People are dying in this country," Carmen Yulín Cruz, the Mayor of San Juan, Puerto Rico, said at a news conference on September 30. "I am begging, begging anyone that can hear us, to save us from dying. If anybody out there is listening to us, we are dying, and you are killing us with the inefficiency and the bureaucracy."
Ten days earlier, Hurricane María, the fifth-strongest storm ever to hit the U.S., a powerful Category 4 hurricane with 155 mph winds, made direct landfall on Puerto Rico, splitting the entire island in two and drowning it with a feet of rain. What's happened in the aftermath of the storm was truly catastrophic for Puerto Rico. The island's infrastructure was left severely crippled, already damaged by Hurricane Irma, which had passed across Puerto Rico just weeks earlier, and with no power or phone service, the island was virtually cut off from the outside world and received very little support.

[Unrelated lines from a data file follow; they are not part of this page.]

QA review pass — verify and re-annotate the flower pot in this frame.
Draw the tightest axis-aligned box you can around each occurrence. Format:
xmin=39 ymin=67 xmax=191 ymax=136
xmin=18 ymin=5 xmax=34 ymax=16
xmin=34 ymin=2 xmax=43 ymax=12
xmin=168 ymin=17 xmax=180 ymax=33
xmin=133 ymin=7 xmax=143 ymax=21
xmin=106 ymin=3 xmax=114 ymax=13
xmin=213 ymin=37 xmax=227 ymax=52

Despite President Donald Trump's controversial comments and actions about the government's successes in the aftermath of the hurricane, officials in Puerto Rico, like Cruz, who quickly ended up taking charge amid the devastating situation, disagree.
Ten days after her calls for help, Cruz still sees "no help [on] the horizon" for Puerto Rico, where the situation remains critical. "Power collapses in San Juan hospital with 4 patients now being transferred out. Have requested support from FEMA [Federal Emergency Management Agency]. NOTHING!" Cruz tweeted on October 8. "The Hospital had requested support from FEMA and no response. Oh sorry they are collecting data…"
The mayor's perspective is one shared by many on the ground.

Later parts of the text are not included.